Das ist das Bohren neuer Brunnen aber auch.

Kwasnitschka: Das stimmt. Deshalb sollten wie bei allen Grundwasserverunreinigungen die Verursacher zur Verantwortung gezogen werden.

 

Wie könnte man gegensteuern oder die Bürger zumindest sensibilisieren?

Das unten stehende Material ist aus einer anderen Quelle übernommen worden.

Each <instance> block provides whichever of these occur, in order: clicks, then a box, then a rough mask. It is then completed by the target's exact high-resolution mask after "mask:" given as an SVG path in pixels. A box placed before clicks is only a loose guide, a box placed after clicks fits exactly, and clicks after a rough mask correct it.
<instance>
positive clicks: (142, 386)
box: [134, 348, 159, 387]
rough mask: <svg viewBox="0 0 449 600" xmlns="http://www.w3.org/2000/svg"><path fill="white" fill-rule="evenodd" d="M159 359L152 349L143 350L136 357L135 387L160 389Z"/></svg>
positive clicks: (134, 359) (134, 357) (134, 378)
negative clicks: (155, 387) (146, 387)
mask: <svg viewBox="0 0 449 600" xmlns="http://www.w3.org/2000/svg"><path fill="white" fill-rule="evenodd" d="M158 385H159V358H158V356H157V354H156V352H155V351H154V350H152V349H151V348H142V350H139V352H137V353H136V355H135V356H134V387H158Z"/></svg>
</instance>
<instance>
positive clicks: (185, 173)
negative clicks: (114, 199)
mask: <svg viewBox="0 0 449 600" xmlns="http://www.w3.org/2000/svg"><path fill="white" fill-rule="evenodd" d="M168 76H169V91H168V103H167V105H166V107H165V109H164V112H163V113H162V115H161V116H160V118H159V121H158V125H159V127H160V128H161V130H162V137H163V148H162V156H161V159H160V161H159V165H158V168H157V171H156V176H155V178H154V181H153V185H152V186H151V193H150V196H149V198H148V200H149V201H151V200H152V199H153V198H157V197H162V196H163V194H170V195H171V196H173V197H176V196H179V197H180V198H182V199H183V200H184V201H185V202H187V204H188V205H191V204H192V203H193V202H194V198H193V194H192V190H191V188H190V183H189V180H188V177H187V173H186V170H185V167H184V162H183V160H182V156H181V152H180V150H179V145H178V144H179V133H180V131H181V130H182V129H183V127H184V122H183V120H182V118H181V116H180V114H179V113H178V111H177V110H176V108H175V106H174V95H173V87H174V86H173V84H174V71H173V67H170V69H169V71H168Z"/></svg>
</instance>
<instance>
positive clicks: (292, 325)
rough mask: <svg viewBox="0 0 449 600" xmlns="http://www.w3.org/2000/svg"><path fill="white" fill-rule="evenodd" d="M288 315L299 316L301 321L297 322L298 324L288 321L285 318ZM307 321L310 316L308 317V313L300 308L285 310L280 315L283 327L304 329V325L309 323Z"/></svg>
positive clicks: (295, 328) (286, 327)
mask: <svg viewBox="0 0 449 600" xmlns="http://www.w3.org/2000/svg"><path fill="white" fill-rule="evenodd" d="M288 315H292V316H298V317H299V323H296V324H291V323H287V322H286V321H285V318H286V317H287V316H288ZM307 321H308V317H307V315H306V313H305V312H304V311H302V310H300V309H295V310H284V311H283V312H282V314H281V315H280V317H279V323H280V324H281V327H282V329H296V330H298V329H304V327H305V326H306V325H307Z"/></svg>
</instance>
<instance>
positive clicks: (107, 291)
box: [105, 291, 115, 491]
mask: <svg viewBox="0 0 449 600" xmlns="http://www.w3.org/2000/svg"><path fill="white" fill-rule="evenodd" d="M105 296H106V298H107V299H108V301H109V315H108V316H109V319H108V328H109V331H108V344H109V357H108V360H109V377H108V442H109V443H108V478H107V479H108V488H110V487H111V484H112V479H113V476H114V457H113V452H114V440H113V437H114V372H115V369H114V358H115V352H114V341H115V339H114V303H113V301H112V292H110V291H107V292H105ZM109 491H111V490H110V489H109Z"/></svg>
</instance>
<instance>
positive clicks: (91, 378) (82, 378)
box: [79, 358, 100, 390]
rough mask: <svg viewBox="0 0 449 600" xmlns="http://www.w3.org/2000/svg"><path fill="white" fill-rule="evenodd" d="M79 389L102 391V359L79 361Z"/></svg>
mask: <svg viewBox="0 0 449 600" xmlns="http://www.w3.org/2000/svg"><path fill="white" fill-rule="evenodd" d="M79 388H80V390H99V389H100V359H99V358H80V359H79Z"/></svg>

Kwasnitschka: Es sollte nicht selbstverständlich hingenommen werden, dass unser wertvollstes Lebensmittel einfach so aus dem Hahn fließt. Ein Blick in die übrige Welt würde da helfen. Dort ist das oft nicht so.
 

 

Zur Person


Der Geologe Ulrich Kwasnitschka stammt aus Donaueschingen und hat an der Montanuniversität im österreichischen Leoben studiert. In den 80er Jahren leitete er die Brunnenbau-Abteilung der Münchner Preussag. Seit 1990 lebt er zusammen mit seiner Frau in Friedberg und ist seit 26 Jahren Geschäftsführer des Ingenieurbüros Ingeo. Er berät Kommunen aus dem gesamten südbayerischen Raum in Trinkwasserfragen. Von Erkundungsbohrungen über Messungen bis hin zum Brunnenbau und zum Anschluss ans Netz gilt Kwasnitschka als Experte. Und auch im Wasserrecht und bei der Ausweisung von Wasserschutzgebieten kennt er jedes Detail. Seit Jahren steht er in engem Kontakt zur Gemeinde Rohrbach - und leitet auch die derzeitige Brunnenbohrung der Waaler Gruppe im Forst bei Fürholzen.

 

Das Interview führte Patrick Ermert.